The intentional entity has the capacities required to look at, consider and have effects on other elements in its world in more than a merely mechanical or pre-programmed way. The intentional entity must be able to recognize the distinction between the physical, the designed, and intentional things although it need not be able to do this at an especially high level. For, if it could not make this distinction, it could not, itself, act and thus add design to its world.
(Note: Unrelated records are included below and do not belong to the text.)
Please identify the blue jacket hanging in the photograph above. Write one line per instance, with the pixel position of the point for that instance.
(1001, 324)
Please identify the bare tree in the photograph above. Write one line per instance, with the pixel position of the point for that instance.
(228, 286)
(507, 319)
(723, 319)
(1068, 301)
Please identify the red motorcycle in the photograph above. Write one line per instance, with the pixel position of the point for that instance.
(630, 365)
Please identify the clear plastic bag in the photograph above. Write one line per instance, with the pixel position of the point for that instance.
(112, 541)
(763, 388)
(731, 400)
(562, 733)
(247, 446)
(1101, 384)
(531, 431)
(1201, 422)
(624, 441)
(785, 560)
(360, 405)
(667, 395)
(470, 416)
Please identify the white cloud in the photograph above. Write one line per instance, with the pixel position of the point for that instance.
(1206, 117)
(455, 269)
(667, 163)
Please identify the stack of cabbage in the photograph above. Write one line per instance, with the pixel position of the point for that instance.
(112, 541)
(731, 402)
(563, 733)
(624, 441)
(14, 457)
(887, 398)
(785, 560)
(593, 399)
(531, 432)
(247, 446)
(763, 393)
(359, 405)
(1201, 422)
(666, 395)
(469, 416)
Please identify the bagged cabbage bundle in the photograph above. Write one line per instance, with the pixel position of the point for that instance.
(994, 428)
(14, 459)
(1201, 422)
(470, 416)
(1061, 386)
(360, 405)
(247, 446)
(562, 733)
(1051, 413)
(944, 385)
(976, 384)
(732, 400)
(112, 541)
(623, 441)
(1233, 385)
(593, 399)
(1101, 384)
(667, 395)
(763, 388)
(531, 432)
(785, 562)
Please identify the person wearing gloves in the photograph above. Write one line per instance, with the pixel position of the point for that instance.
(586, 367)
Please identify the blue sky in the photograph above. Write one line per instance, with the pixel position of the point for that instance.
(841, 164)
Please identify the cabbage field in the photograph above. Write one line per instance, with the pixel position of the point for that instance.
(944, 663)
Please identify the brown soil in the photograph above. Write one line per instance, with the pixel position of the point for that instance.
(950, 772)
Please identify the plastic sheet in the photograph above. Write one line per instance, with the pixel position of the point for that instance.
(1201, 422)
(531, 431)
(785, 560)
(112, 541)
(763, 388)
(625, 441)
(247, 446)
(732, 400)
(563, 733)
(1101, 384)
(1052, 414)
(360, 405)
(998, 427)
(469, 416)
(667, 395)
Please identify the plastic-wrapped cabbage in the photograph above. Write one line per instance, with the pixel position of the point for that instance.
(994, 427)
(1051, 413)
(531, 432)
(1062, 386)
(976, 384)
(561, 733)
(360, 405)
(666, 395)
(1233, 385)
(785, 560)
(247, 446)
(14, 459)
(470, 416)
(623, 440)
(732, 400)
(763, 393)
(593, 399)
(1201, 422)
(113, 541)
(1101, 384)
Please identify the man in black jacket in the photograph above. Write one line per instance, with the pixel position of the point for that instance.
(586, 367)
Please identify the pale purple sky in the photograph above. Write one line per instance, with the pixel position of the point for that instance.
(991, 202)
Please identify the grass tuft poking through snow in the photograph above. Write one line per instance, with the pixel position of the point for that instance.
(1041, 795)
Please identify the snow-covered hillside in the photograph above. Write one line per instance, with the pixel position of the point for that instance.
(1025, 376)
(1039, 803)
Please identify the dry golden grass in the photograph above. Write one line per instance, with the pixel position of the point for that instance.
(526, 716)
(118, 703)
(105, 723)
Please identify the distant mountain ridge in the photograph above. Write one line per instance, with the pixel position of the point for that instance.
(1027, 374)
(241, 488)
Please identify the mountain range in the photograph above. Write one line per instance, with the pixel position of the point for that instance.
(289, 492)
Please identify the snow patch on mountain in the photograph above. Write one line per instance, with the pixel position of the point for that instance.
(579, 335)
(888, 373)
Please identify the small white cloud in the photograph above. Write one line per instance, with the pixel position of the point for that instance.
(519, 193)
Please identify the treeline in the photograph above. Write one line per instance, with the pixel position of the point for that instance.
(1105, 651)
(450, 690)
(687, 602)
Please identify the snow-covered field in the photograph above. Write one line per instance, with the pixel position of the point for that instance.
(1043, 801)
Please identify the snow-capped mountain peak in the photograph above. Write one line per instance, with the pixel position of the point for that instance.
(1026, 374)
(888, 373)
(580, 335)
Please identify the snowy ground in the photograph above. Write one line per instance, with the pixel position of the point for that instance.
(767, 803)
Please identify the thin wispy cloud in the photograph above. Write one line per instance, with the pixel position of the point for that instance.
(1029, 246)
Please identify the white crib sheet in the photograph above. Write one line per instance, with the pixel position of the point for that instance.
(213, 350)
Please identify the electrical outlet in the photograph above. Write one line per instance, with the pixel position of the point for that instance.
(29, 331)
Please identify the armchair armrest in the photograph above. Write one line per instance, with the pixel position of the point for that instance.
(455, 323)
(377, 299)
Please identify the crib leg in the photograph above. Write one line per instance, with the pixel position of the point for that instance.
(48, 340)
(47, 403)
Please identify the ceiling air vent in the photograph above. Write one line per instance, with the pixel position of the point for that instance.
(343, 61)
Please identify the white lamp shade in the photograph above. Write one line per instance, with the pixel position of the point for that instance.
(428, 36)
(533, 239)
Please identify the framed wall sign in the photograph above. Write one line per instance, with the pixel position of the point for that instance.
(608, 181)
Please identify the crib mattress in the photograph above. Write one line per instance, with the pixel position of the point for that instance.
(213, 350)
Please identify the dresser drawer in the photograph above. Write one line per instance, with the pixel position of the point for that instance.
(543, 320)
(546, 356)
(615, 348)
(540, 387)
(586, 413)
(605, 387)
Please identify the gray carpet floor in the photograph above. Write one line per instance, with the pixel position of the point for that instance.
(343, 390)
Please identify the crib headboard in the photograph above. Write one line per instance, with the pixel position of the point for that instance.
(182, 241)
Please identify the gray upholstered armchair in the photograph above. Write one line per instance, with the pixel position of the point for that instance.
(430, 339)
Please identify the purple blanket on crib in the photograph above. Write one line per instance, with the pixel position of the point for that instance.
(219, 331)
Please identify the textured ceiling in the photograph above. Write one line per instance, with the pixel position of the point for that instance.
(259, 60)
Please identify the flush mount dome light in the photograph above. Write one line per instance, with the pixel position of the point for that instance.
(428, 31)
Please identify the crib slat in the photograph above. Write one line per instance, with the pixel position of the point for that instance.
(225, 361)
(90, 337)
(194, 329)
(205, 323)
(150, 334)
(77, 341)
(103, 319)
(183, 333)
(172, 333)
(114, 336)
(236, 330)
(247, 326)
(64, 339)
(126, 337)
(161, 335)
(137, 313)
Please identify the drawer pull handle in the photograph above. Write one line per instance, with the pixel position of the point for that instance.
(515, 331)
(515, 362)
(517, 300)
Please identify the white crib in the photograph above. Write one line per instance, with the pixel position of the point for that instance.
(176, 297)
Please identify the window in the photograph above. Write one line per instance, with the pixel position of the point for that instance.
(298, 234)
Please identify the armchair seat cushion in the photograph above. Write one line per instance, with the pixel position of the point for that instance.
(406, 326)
It need not design in a very sophisticated way however. It’s not clear where we will have to draw the line, for chimpanzees can be seen as intentional in a way very much like ourselves, albeit in a considerably more limited fashion, and even lizards and fish may have enough intentional capacity to impact their world (just striking out to grab passing prey is intentional in a sense). Even if we would not describe such impacts as designing or implementing designs in the way in which we do it, there is still the recognition, at some level, of what is eatable from what isn’t. And chimpanzees and other primates (and arguably some other creatures like certain birds and dolphins and possibly even the octopus) can do a great deal more.
The hierarchy of life involves a long continuum of developmental changes and demarcation points are not always obvious or necessarily locatable. But surely at the end of the scale closest to ourselves we can discover behaviors very much like our own.
And here we may want to expand notions like “design” to encompass the sorts of things certain primates do with the things in the world they come in contact with, e.g., tool making and organizing group behaviors.
What’s important here, however, is to note that, at some point on the evolutionary scale, some creatures come to recognize the behaviors of some others as intentional and very likely this is not limited to primates just like ourselves. It’s at this point, then, where that higher level recognition kicks in; but when it does it also carries with it a corollary, for to see another as intentional is also to recognize that it can see you in the same way. You can be prey as well as it can. Such a recognition of intentionality implies a reciprocal recognition when the evidence and intellectual capacity are present in the entity to employ it.
Thus the inclination to recognize intention in others carries with it the presumption that, at least some of the time and in some cases, others also recognize it in us. And recognizing that others see us as we see them is the basis for feeling empathy – whether it’s hardwired in us or not. To the extent it’s not, or can be established or nurtured in ourselves, it will be the logical choice for the feature which matters in determining the value of any given intention, and the actions which express it.